Bart Ehrman and the End of Reputable Scholarship

Bart Ehrman is getting a whole lot of press lately (if blogs count as “press”).  Ehrman is a Bible Scholar who has recently written Jesus, Interrupted: Revealing the hidden contradictions in the Bible, where he points out various errors and inconsistencies in the Gospel accounts.  Or, says he does, anyway.  So far, all he’s done is get a bunch of atheists – and others who are either ignorant or just looking for a reason not to believe in God – excited.  Although these folks claim to be wise, they reveal something else entirely (see Romans 1:22), which again leads me to believe that for most atheists, atheism is a moral choice, rather than intellectual.
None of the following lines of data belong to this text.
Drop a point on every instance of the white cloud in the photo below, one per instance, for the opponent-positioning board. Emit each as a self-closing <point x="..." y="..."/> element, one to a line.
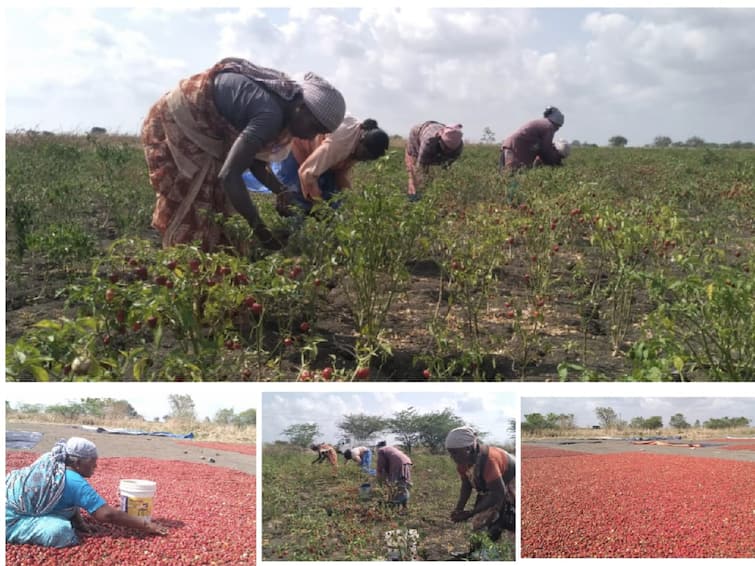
<point x="489" y="412"/>
<point x="638" y="73"/>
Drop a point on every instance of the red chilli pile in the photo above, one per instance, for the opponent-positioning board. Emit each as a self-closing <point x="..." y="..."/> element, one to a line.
<point x="637" y="505"/>
<point x="209" y="513"/>
<point x="248" y="449"/>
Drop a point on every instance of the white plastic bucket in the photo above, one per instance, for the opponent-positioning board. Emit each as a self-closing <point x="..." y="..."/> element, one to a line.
<point x="137" y="497"/>
<point x="364" y="491"/>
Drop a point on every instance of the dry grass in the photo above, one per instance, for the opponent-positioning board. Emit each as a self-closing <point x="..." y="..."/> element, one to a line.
<point x="689" y="434"/>
<point x="202" y="430"/>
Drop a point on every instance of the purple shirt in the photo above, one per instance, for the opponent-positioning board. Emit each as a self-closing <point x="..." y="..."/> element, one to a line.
<point x="424" y="145"/>
<point x="532" y="139"/>
<point x="393" y="464"/>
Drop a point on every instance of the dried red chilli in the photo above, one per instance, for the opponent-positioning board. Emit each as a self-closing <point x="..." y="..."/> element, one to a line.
<point x="249" y="449"/>
<point x="637" y="505"/>
<point x="209" y="512"/>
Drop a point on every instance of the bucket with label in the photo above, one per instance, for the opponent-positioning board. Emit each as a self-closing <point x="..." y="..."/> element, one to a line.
<point x="137" y="497"/>
<point x="365" y="490"/>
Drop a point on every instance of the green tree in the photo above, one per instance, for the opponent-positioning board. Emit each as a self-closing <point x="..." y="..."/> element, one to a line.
<point x="31" y="408"/>
<point x="488" y="135"/>
<point x="637" y="423"/>
<point x="404" y="425"/>
<point x="182" y="407"/>
<point x="247" y="417"/>
<point x="225" y="417"/>
<point x="678" y="422"/>
<point x="535" y="422"/>
<point x="607" y="417"/>
<point x="69" y="411"/>
<point x="362" y="428"/>
<point x="511" y="426"/>
<point x="727" y="422"/>
<point x="302" y="434"/>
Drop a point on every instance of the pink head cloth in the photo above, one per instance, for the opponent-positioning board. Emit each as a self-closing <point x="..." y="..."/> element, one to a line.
<point x="452" y="136"/>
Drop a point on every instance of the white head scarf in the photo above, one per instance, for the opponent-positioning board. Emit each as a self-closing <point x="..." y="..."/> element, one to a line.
<point x="462" y="437"/>
<point x="324" y="101"/>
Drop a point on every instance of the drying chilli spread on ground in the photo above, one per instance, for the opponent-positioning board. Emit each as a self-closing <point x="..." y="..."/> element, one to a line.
<point x="543" y="452"/>
<point x="209" y="512"/>
<point x="249" y="449"/>
<point x="631" y="505"/>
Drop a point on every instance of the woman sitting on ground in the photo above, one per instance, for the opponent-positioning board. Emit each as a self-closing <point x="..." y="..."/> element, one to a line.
<point x="43" y="499"/>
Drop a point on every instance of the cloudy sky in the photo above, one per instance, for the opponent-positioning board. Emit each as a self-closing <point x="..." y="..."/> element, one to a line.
<point x="149" y="399"/>
<point x="693" y="408"/>
<point x="487" y="411"/>
<point x="639" y="73"/>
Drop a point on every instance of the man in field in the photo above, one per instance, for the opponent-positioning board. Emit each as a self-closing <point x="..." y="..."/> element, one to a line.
<point x="362" y="456"/>
<point x="491" y="472"/>
<point x="395" y="468"/>
<point x="325" y="452"/>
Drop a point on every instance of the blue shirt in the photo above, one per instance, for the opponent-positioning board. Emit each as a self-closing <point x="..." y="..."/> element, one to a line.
<point x="78" y="493"/>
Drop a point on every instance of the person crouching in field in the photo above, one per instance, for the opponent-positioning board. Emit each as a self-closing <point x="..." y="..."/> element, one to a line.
<point x="203" y="135"/>
<point x="533" y="142"/>
<point x="491" y="472"/>
<point x="395" y="469"/>
<point x="325" y="452"/>
<point x="319" y="168"/>
<point x="44" y="498"/>
<point x="430" y="143"/>
<point x="362" y="456"/>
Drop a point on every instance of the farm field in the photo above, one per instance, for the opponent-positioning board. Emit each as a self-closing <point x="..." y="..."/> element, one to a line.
<point x="310" y="513"/>
<point x="208" y="509"/>
<point x="612" y="498"/>
<point x="625" y="264"/>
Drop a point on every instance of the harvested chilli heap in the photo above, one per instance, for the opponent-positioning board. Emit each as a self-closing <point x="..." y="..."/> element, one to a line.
<point x="636" y="506"/>
<point x="210" y="514"/>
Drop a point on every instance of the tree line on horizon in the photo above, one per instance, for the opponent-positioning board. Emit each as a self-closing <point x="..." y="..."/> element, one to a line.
<point x="181" y="408"/>
<point x="411" y="428"/>
<point x="609" y="419"/>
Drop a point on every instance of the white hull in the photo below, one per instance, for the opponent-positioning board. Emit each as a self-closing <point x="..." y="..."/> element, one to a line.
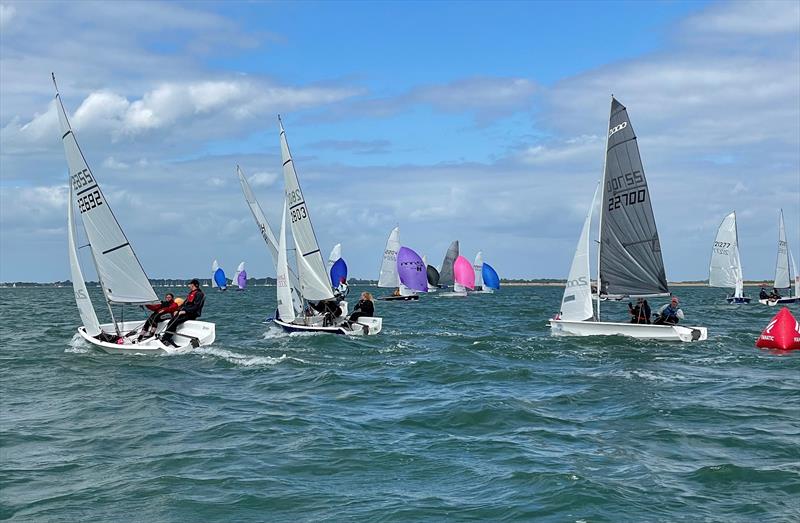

Even a marginal study shows that the New Testament documents are quite remarkable,  and not the error-filled and questionable documents people like Ehrman claim they are.  Much of the problem, it seems, is applying modern criteria to ancient documents and cultures. (This might actually be good, considering how inaccurate the modern news generally is.  I have learned over the years not to trust anything I read or hear 100%; every single news story I’ve read involving situations of which I have first-hand knowledge, has been incredibly inaccurate.  I can only assume, then, the the stories I no nothing about are just as inaccurate.)

For example, Ehrman criticizes the Gospel authors for not including every single word Jesus said on the cross.  Perhaps someone should have told Matthew, Mark, et al. that this was the expectation of readers in the future.   Here’s a quote from Jesus, Interrupted that was “mined” by John Loftus over at Debunking Christianity:

Why was the tomb supposedly empty? I say supposedly because, frankly, I don’t know that it was. Our very first reference to Jesus’ tomb being empty is in the Gospel of Mark, written forty years later by someone living in a different country who had heard it was empty. How would he know?…Suppose…that Jesus was buried by Joseph of Arimathea…and then a couple of Jesus’ followers, not among the twelve, decided that night to move the body somewhere more appropriate…But a couple of Roman legionnaires are passing by, and catch these followers carrying the shrouded corpse through the streets. They suspect foul play and confront the followers, who pull their swords as the disciples did in Gethsemane. The soldiers, expert in swordplay, kill them on the spot. They now have three bodies, and no idea where the first one came from. Not knowing what to do with them, they commandeer a cart and take the corpses out to Gehenna, outside town, and dump them. Within three or four days the bodies have deteriorated beyond recognition. Jesus’ original tomb is empty, and no one seems to know why.

Is this scenario likely? Not at all. Am I proposing this is what really happened? Absolutely not. Is it more probable that something like this happened than that a miracle happened and Jesus left the tomb to ascend to heaven? Absolutely! From a purely historical point of view, a highly unlikely event is far more probable than a virtually impossible one…” [See pages 171-179]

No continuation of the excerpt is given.